You can calculate the absolute values for four 32-bit signed integers with a single call to the PABSD instruction. If you have to calculate the absolute values for 1,000 32-bit signed integers, you can do it with 250 calls to this instruction instead of using a single instruction for each 32-bit signed integer. Thus, you can achieve very important speedups. However, because it is necessary to pack the data before calling the SIMD instruction and then unpack the output, it is also important to measure this overhead, which adds some code.
Intel AVX introduced the VPABSD instructio, which promoted PABSD to AVX, but didn't duplicate the number of integers that can be processed at the same time. If you have to calculate the absolute values for 1,000 32-bit signed integers, you can do it with 250 calls to the AVX VPABSD instruction.
Intel AVX2 will promote the VPABSD instruction to 256 bits because it will be possible to make it work with the YMM 256-bit register. Thus, with a AVX2 VPABSD instruction that uses the YMM register, you will be able to duplicate the number of integers that can be processed at the same time. If you have to calculate the absolute values for 1,000 32-bit signed integers, you can do it with 125 calls to the AVX2 VPABSD instruction that works with the YMM register. In addition, if you run SIMD instructions in multiple cores, you can reduce the number of necessary calls. In fact, I've already explained the advantages of running as many SIMD instructions in parallel as available physical cores in my previous post, High-Level Programming Languages Should Improve Support for SIMD Instructions.

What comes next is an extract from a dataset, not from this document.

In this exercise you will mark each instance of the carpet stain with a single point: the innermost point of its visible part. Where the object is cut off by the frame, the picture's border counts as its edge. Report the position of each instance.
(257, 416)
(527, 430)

Because you won't have to change the programming model, you will be able to achieve impressive speedups by making minor changes to code that uses Intel AVX 128-bit integer SIMD instruction sets. However, remember that Intel AVX2 won't be available until 2013.
Intel AVX2 provides other enhanced functionalities in other areas, such as:
- Specific instructions to fetch non-contiguous data elements from memory.
- Instructions to simplify permute operations on data elements.
- Vector shift instructions with variable-shift count per data element.
You can download the full Intel AVX and AVX2 Programming Reference here. The PDF document is titled “Intel Advanced Vector Extensions,” but it has been updated with the forthcoming Intel AVX2 instruction set.